Varlık Dergisi’nin kapak sayfasının arka yüzünden Varlık okuyucularına artık derginin kurucusu Yaşar Nabi Nayır değil, Fethullah Gülen gülümsüyor. Derginin Kasım sayısında, ön-kapak arkasında Zaman Gazetesi’nin reklamına yer veriliyor. Ancak bu reklamla çelişkili bir biçimde, derginin iç sayfalarında okuyuculara, “cumhuriyet kültürünün sacayaklarından biri olarak nitelendirilen Varlık’la dünyaya açılmak … ister misiniz?” sorusu yöneltiliyor. Dergi yönetiminin bu sorusunu, Varlık okuyucusu olduğundan kuşku duyduğumuz Zaman Gazetesi, her nasılsa, duyuyor ve dergi yönetimine para karşılığında Zaman Gazetesi reklamı yapmasını arzuladığını, Varlık ile yeni bir aleme açılmak istediğini bildiriyor. Derginin Kasım sayısındaki ön-kapaktan anlaşıldığı kadarıyla, Zaman Gazetesi’nin bu arzulu teklifi yönetim tarafından kabul ediliyor. Böylece bu ay elinize ulaşan Varlık Dergisi Zaman Gazetesi’nin parası ve reklamıyla takviye edilmiş bir biçimde yayımlanıyor.

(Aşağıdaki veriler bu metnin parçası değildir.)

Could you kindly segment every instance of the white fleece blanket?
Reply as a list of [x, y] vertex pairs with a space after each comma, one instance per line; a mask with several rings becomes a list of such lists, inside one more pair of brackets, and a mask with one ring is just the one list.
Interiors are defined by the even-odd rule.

Peki, bu kararı alan Varlık’ın yönetiminde kimler yer alıyor? Dergi yönetiminde asıl olarak üç kişinin sözü geçiyor: Ekin Nayır, Filiz Nayır Deniztekin ve Enver Ercan. Şair Enver Ercan’ın bundan on yıl kadar önce, bir başka gazete tarafından, Zaman Gazetesi’yle arasında husumet olduğu bilinen Cumhuriyet Gazetesi tarafından verilen Yunus Nadi Şiir ödülünü kazandığı hatırlanacaktır. Nayır soyadını taşıyan diğer yöneticilerin ise, Yaşar Nabi Nayır’ın kızları olduğu tahmin edilebilir. Demek ki, Cumhuriyet Gazetesi ödüllü şair Enver Ercan ile cumhuriyetçi Nabi Nayır’ın kızları Ekin ve Filiz Nayır aldıkları kararla, Zaman Gazetesi’nin Varlık Dergisi’ni reklamlar aracılığıyla finanse etmesine razı oluyorlar.

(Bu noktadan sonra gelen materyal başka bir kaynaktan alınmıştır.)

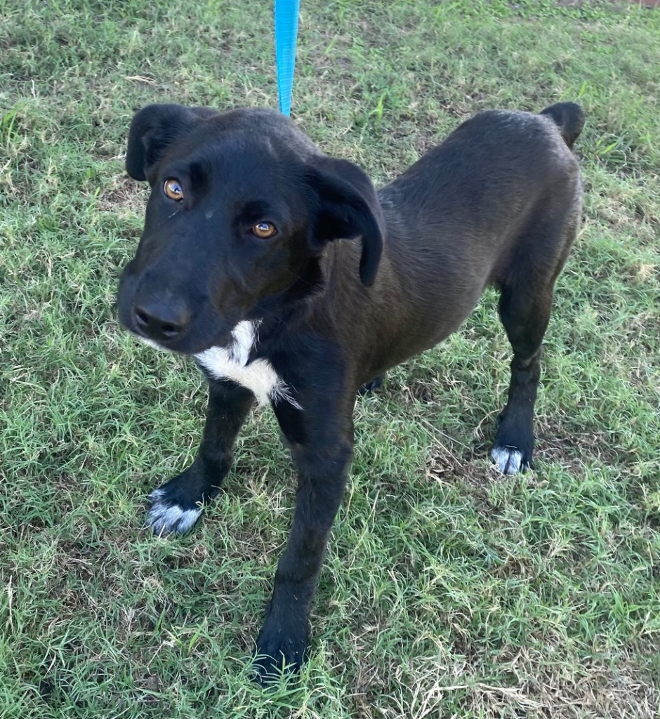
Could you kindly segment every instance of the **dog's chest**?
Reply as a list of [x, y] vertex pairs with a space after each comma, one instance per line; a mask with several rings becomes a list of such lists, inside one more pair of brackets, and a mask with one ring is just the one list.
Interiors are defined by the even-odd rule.
[[299, 406], [267, 360], [260, 358], [248, 362], [256, 341], [257, 326], [255, 322], [239, 322], [232, 331], [229, 344], [226, 347], [211, 347], [196, 354], [195, 359], [214, 379], [231, 380], [249, 389], [260, 405], [285, 401]]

Varlık’ın kurucusu Yaşar Nabi Nayır ise derginin ilk sayısında okuyucularına şu sözü veriyor: “VARLIK, Cumhuriyeti en büyüğümüzden emanet alan bir Türk gençliğinin, yaratıcı bir İnkılâp neslinin sanat sahasında da var olduğunu göstermek ve onun için çalışmak istiyor.” Şu halde, gazeteci olarak bizlere, Varlık’ın bugünkü yöneticilerinin, Nabi Nayır’ın bu sözünün arkasında durup durmadıklarını ve Zaman Gazetesi reklamına dergi yazarları tarafından bir tepki gösterilip gösterilmediğini öğrenmek düşüyor.

(Kaynak: odatv.com)


***


Ayrıca bakınız:

Kendi örgütü Türkiye Yazarlar Sendikası'nda "kendi derdi"ni anlatmakta zorlanan yazarlar, ülke sorunlarını ve halkın derdini nasıl anlatacaklar?! (HB)

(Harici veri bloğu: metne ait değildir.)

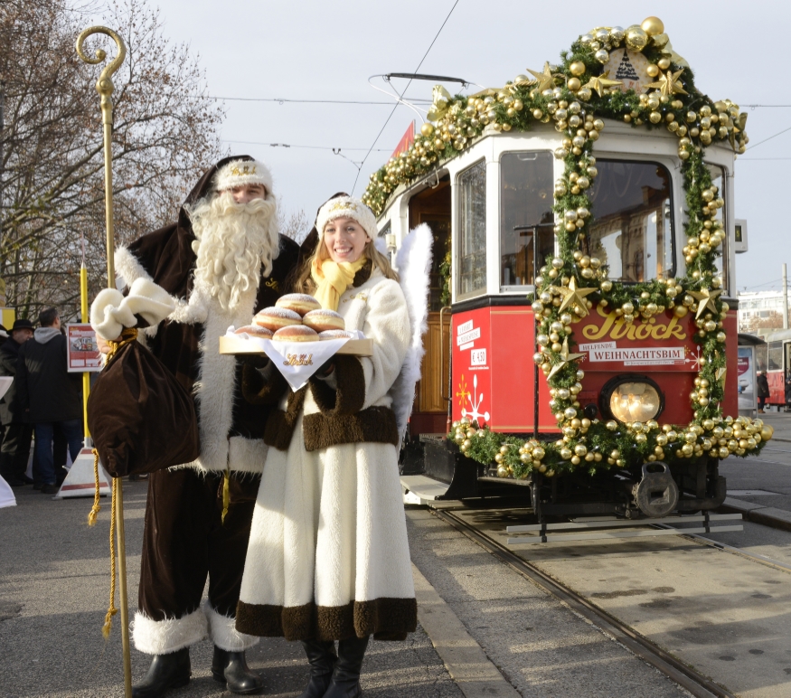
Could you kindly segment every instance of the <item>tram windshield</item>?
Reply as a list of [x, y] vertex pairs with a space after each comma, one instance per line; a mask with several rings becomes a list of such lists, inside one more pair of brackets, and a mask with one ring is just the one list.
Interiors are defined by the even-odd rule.
[[[500, 287], [532, 285], [555, 250], [550, 153], [505, 153], [500, 160]], [[538, 255], [534, 250], [538, 247]]]
[[481, 160], [458, 175], [458, 297], [486, 290], [486, 164]]
[[614, 281], [673, 275], [671, 177], [656, 163], [598, 160], [591, 187], [591, 257]]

Sennur Sezer'in kırk beşinci sanat yılı kutlanıyor

Beş kişilik Yönetim Kurulu'nda, Üstün Akmen de dahil dört LİNÇÇİ barındıran Tiyatro Eleştirmenleri Birliği'nin gönderdiği bir e-postayı yayınlıyoruz!

Enver Ercan, "yazarlık onuru"nu anımsadı!...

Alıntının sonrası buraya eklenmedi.